原田左之助(と尾形俊太郎)……今回ここが一番印象に残っています。「尽忠報国の士、天晴れなり!」のせりふを聞いて、何故か「ざまあみろ」とか「勝った!」とか、変な感情がわきました。何もできないけどできないなりに一矢報いたって感じが、『新選組!』をずっと見てきてよかった、という感情とシンクロしたみたい。原田については、もう馬賊にでも何にでもなって欲しいよ。尾形は、普段はクールなのにいきなり感情を爆発してしまうところが斎藤とかぶっているようにも思えましたが、あの笑顔でこちらの気分が爽快になりました。個人的な話ですが、自分の性格は尾形と似ているなーと思えるようなところがあったので、何故尾形が離脱したのかが少し分かる気がします。

斎藤一……一時期人斬りがどうのだの、沖田に忠告だの、迷いを見せていた斎藤でしたが、最後はかっこよく決めました。池田屋で葛山を助けた時の颯爽とした斎藤をふと思い出しました。やっぱり斎藤はこうでないと。

沖田総司……まさか、自分より先にお孝が死ぬなんて思ってなかっただろう。自分の死は受け入れられても他人の死なんて受け入れられないよね…。最後に血の海から蟻を救うシーンは、希望とも絶望ともつかぬ感じで深く考えさせられました。
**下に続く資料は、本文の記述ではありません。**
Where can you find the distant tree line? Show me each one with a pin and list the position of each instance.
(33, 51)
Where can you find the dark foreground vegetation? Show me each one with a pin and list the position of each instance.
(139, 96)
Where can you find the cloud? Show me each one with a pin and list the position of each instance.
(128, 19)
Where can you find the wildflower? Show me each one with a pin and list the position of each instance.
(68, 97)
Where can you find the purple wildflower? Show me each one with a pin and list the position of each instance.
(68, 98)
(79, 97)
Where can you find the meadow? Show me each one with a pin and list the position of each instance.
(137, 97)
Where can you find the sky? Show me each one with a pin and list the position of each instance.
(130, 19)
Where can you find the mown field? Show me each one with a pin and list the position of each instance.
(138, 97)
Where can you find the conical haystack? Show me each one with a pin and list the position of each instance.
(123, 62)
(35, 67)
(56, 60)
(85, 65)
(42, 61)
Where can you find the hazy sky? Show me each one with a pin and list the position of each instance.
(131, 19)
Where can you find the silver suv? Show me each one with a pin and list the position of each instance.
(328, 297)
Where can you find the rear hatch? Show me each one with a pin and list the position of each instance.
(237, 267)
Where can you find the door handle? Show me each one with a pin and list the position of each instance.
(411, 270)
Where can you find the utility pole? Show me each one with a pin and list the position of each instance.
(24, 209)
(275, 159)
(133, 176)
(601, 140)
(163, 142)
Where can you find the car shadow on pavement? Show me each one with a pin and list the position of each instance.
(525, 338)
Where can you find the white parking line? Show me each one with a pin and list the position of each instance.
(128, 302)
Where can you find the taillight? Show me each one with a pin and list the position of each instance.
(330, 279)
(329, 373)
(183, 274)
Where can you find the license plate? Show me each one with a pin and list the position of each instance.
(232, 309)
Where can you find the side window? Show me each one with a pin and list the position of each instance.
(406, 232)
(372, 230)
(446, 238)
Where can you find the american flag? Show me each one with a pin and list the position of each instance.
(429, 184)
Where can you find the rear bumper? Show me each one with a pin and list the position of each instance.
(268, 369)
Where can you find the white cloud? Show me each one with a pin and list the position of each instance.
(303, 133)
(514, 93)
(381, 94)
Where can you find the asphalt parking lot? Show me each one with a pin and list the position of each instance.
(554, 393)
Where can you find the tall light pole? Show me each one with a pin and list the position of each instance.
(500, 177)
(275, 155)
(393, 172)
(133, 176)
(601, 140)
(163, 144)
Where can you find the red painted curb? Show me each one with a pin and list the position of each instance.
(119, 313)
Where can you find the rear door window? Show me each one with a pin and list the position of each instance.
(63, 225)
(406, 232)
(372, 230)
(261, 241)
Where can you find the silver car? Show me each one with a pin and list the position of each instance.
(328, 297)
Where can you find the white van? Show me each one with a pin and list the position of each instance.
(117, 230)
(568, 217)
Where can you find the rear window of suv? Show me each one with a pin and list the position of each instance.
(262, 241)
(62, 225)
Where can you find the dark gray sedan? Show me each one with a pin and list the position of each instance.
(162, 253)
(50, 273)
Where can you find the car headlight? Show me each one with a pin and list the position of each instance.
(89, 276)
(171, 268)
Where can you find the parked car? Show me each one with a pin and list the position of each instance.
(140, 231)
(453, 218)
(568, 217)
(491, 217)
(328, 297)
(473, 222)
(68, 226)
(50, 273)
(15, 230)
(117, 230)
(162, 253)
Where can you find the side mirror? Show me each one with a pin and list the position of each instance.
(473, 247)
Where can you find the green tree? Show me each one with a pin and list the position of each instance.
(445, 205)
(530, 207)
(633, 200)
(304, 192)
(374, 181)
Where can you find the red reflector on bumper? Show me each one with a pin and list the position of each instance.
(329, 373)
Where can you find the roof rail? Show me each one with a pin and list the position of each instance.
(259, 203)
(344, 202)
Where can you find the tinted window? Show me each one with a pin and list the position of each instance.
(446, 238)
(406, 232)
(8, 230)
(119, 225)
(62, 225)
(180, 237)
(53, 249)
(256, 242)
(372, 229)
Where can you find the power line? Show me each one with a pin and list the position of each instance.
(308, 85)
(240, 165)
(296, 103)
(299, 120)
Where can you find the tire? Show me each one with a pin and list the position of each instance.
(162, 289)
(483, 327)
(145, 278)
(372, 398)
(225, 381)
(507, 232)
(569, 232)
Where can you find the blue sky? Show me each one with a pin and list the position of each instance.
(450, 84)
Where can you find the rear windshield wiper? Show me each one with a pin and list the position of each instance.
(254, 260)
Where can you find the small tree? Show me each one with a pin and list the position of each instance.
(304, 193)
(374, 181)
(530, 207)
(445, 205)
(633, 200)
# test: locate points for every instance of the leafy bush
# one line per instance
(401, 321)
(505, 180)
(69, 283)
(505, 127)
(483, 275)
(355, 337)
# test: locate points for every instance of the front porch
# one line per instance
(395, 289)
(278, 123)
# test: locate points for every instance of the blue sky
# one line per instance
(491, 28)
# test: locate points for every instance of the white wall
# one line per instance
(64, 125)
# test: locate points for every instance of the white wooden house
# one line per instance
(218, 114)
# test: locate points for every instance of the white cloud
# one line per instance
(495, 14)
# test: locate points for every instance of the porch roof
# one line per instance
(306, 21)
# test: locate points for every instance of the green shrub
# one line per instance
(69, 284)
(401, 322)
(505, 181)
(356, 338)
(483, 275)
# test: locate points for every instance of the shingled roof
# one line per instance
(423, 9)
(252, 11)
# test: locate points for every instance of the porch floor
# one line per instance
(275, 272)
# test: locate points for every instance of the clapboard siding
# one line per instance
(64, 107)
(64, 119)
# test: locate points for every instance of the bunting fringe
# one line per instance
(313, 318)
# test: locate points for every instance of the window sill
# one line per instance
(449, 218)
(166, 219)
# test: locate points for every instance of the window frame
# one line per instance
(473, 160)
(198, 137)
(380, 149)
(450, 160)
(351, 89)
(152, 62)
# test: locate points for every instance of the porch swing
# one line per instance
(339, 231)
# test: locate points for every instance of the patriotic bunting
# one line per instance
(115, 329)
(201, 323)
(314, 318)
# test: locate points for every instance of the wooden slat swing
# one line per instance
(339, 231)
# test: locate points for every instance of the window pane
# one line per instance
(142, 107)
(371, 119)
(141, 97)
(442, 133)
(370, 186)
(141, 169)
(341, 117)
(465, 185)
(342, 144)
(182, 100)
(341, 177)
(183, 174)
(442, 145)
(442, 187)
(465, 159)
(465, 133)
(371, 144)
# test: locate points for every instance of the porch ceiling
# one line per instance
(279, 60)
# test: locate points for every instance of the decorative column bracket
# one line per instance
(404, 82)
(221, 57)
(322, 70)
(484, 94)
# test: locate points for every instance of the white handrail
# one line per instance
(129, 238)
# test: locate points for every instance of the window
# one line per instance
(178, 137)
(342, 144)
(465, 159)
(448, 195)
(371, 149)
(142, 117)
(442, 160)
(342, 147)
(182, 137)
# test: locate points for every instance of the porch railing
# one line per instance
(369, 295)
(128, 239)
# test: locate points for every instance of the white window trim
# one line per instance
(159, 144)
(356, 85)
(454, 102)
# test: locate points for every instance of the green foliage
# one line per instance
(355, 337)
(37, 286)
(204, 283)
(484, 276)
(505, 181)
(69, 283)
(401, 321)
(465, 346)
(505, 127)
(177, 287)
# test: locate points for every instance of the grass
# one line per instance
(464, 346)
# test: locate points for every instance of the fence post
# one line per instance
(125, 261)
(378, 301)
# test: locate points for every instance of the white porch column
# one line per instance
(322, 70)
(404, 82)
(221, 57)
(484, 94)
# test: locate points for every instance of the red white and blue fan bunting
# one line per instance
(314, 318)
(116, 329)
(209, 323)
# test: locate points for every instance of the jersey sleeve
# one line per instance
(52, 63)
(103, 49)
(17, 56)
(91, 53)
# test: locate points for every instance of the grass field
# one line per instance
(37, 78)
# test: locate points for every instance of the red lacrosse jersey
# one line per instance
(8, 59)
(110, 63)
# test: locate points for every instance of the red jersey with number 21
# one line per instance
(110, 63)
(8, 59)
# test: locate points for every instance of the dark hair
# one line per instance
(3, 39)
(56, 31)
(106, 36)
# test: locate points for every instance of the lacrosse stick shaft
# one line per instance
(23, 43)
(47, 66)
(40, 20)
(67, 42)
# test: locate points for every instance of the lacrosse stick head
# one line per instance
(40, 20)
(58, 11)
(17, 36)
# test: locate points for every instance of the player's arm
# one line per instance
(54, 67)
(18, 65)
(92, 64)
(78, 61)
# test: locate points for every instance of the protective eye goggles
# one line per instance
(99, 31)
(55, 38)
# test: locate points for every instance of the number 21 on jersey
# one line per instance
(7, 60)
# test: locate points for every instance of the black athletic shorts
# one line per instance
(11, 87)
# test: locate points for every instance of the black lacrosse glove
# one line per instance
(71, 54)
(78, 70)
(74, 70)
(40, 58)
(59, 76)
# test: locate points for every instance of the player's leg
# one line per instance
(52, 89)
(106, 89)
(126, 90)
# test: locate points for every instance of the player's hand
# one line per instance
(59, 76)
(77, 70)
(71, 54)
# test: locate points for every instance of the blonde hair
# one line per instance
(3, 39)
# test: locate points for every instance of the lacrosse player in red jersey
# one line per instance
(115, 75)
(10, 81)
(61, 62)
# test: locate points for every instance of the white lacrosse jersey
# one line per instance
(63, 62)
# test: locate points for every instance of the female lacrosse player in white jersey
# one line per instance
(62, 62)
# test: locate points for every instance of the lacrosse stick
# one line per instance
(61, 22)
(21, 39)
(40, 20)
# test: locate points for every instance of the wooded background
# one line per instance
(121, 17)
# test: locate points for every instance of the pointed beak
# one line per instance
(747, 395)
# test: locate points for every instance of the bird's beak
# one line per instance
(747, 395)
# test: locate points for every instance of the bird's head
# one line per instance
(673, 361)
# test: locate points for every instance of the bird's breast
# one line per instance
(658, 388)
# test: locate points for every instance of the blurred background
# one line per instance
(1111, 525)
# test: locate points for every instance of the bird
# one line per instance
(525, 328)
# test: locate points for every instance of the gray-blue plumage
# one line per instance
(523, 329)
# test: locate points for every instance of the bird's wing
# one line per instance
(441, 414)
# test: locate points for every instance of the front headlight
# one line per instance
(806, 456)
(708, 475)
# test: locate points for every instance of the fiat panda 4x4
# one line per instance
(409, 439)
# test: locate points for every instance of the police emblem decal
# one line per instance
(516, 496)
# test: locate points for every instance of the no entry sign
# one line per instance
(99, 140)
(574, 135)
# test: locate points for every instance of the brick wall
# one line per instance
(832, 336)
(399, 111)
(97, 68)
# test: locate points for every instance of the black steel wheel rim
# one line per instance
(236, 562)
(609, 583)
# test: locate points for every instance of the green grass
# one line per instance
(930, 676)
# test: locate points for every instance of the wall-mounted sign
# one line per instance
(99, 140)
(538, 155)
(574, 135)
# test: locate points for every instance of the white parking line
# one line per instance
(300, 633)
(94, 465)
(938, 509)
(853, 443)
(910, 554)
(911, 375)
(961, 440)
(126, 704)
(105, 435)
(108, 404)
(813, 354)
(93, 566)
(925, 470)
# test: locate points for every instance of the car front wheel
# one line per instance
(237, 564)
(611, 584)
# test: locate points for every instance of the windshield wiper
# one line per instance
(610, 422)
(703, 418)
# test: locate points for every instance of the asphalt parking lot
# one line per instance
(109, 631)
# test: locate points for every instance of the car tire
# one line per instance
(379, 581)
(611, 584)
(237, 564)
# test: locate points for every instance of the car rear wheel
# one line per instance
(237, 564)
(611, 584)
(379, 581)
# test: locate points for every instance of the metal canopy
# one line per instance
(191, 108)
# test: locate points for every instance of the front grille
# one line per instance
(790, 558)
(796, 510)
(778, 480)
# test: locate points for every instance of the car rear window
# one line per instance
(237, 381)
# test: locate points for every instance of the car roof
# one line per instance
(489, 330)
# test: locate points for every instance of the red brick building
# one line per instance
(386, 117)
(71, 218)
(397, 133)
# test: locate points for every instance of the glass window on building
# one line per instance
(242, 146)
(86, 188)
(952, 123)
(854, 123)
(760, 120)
土方歳三(と土方為次郎)……サイトを巡回していて、「土方を死なせてやって欲しい」の声が多かったけど、私は逆に土方はあのラストで良かったとも思ってます。いつまでも戦い続けるのが私の中の土方のイメージなので。為次郎兄さんの「何が正しくて何が間違っていたかなんて、100年200年後の者たちが決めればいい」の言葉、100年後の世界に生きる私にとってはぐっときました。賊軍とさげすまれてきた新選組が、小説となり、映像となって100年たった今こうして語り継がれてきているわけだから…。

近藤勇(と滝本捨助)……どこかのブログで「捨助が居なくても総集編は作れる」というを目にして、なるほど、と目からうろこが落ちました。捨助薩長土や見廻組、新選組と関わってきたけど、歴史の本筋には絡んでいないし、よくありがちな「ピンチのときのお助けマン」な性格ではなかったので、架空の人物にしては珍しく分をわきまえたキャラクターになってましたよね。架空人物である捨助が死ぬことによって、ドラマとしての風呂敷がたためた気がします。近藤は、素であそこまでの表情を見せてくれたら、もう言うことないです。あと、今回の予告、近藤のセリフは一切なかったけど、その代わりほとんどの人物が近藤に対する思いを述べていたんだよね。近藤は皆に愛されまくっていることを改めて実感しました。

まかりなりにも最初から最後まで大河ドラマを見たのは、10年ぶりだったりします。それまでは途中で脱落したり、ひどい時はまったく見なかったものもありました。そんな私ですが『新選組!』を見て、大河ドラマって面白い、ともう一度気づかされました。このドラマがなかったら、過去の大河ドラマを見ようなんて考えてもみなかったし、そもそもブログをやるにしてもまったく違った内容になったと思います。このドラマのおかげで、これから新選組の創作物や史料に当たるときには色々想像が膨らんで楽しめそうです。1年間こんなに楽しませてくれたすべてのスタッフ・キャストに心から感謝します。来年の『義経』も楽しめますように。